The coalition focused on members of subcommittees that deal with the FBI and on members of House and Senate appropriations committees. Coalition members gave copies of JSA’s funding proposal to the legislators, and most promised to support it.
Coalition members also spoke with high-ranking officials of the Justice Department and the FBI, who promised their support. Federal prosecutors, for example, have been advised to prosecute jewelry crimes more vigorously, a message Attorney General Janet Reno was expected to reiterate in May at a national meeting of federal attorneys.

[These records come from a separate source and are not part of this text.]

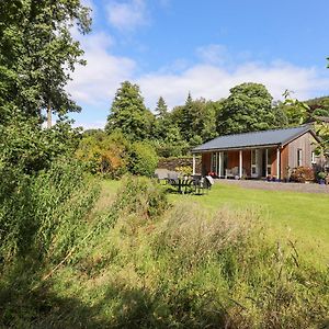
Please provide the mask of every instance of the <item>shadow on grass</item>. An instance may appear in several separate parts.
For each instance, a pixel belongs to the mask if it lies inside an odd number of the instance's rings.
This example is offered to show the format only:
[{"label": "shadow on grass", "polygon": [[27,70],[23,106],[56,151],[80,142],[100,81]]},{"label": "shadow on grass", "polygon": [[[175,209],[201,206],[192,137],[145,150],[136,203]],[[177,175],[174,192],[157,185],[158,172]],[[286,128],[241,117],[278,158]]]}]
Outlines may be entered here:
[{"label": "shadow on grass", "polygon": [[50,281],[31,292],[37,277],[23,276],[1,283],[0,328],[232,328],[224,311],[197,306],[186,292],[115,284],[86,304],[79,296],[58,296]]}]

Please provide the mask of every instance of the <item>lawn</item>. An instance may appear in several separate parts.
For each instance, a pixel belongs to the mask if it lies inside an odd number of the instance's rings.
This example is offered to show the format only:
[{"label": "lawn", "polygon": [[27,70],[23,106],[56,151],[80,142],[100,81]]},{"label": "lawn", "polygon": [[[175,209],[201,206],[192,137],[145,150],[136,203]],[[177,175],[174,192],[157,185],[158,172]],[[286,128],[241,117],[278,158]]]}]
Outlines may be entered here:
[{"label": "lawn", "polygon": [[[105,181],[104,191],[114,193],[118,181]],[[217,211],[252,208],[270,227],[273,239],[293,241],[313,262],[329,264],[329,195],[286,191],[251,190],[216,183],[208,194],[170,194],[171,202],[188,201]]]},{"label": "lawn", "polygon": [[313,261],[329,264],[328,194],[251,190],[219,182],[205,195],[171,195],[173,202],[182,197],[214,211],[224,206],[254,208],[273,238],[290,239]]}]

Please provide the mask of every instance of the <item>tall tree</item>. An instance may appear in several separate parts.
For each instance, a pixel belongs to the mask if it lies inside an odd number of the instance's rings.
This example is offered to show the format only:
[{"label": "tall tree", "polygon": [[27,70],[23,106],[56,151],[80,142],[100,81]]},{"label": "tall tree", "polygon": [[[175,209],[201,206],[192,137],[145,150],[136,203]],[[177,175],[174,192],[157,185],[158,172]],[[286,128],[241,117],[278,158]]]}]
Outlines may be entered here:
[{"label": "tall tree", "polygon": [[164,118],[168,115],[168,106],[162,97],[158,100],[156,114],[158,118]]},{"label": "tall tree", "polygon": [[[65,86],[83,52],[71,34],[90,31],[80,0],[0,1],[0,106],[27,116],[79,111]],[[3,117],[0,117],[3,120]]]},{"label": "tall tree", "polygon": [[275,127],[272,95],[260,83],[242,83],[230,89],[218,116],[220,135],[264,131]]},{"label": "tall tree", "polygon": [[143,140],[150,137],[154,120],[154,115],[145,107],[139,87],[124,81],[116,91],[105,131],[107,134],[121,131],[132,140]]}]

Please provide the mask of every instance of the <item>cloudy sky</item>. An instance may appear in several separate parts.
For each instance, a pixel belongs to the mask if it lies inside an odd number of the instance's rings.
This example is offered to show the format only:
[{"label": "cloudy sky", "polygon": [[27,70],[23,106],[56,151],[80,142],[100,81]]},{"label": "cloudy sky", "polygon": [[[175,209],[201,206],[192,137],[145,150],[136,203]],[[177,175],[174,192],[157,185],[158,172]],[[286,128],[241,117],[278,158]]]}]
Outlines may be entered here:
[{"label": "cloudy sky", "polygon": [[306,100],[329,94],[327,0],[83,0],[92,33],[78,35],[86,67],[68,86],[84,128],[103,127],[124,80],[138,83],[152,110],[218,100],[242,82],[288,89]]}]

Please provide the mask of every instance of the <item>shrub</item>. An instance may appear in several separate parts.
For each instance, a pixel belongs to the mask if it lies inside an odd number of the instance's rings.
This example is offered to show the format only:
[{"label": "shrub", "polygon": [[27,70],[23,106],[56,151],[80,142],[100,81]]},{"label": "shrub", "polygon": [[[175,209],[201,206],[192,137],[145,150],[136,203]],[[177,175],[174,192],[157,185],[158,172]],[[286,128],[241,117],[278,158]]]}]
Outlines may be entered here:
[{"label": "shrub", "polygon": [[141,177],[126,177],[113,204],[117,214],[137,214],[144,219],[160,216],[167,208],[166,190],[155,180]]},{"label": "shrub", "polygon": [[129,141],[118,132],[111,134],[87,134],[76,152],[88,171],[111,179],[127,172]]},{"label": "shrub", "polygon": [[0,257],[63,258],[84,229],[98,184],[87,180],[75,161],[57,160],[36,175],[1,171]]},{"label": "shrub", "polygon": [[158,156],[154,147],[145,141],[133,144],[129,152],[129,171],[133,174],[152,177],[158,166]]}]

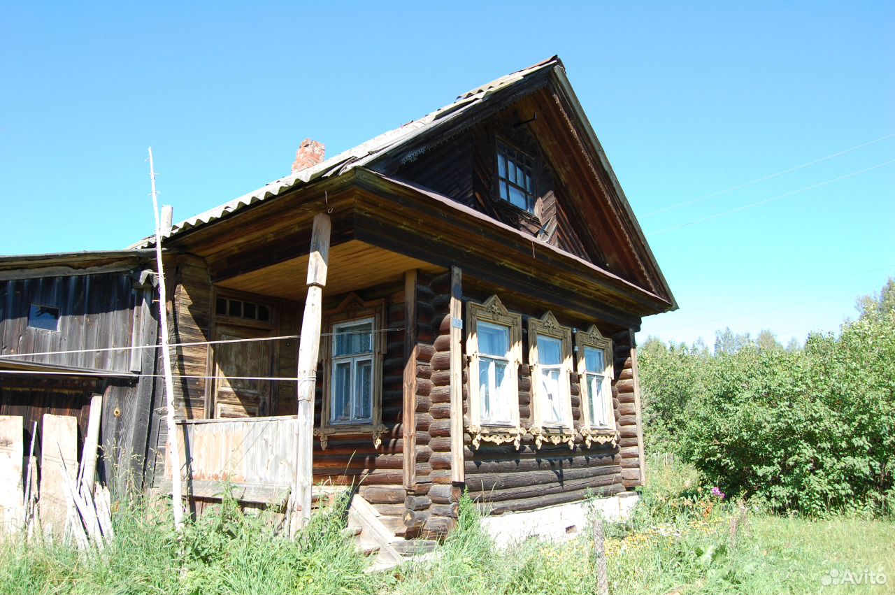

By late May, the coalition’s lobbying was enjoying some success. Its $2 million proposal was on the agenda of the appropriations subcommittees, with inclusion likely in the federal budget bill to be voted on this summer or in early fall. “Thanks to the cooperation of many people in the industry, we have an impressive roster of support from leading senators and representatives, and our lobbying firm is optimistic that the extra appropriation for the FBI will be passed,” said Kennedy in late May.
Lobbying for the proposal is continuing through the summer, with follow-up phone calls, letters, more visits to legislators and subcommittee chairman, and an industry petition drive (calling on Congress to approve the additional FBI funding), which JSA launched at The JCK Show in Las Vegas in early June.
FBI task forces. On the enforcement front, the FBI and local and regional law-enforcement agencies have stepped up their efforts against jewelry crime. Fighting crimes against the industry, of course, is not a new mission for the FBI. Its 10-year-old Jewelry and Gem (JAG) program was set up following a rise in jewelry thefts in the 1980s. JAG’s database collects, assesses, and monitors jewelry crimes, while the JAG office tracks such crimes nationwide and coordinates investigations by the FBI and other law-enforcement agencies. In February, for example, the FBI office in Tucson, Ariz., worked closely with local authorities during the Tucson gem shows and provided what one FBI official called “protective investigative resources,” which included information on theft groups. FBI officials and agents also regularly attend national and regional JSA security seminars on industry problems and issues.
This year, however, in the wake of the coalition’s lobbying campaign, the FBI has become more active in the area of jewelry crime. (While the bureau is “naturally responsive to the legitimate and valuable oversight of Congress,” says John Walker, JAG’s director, it won’t comment on the effect that lobbying Congress has on its own activities.)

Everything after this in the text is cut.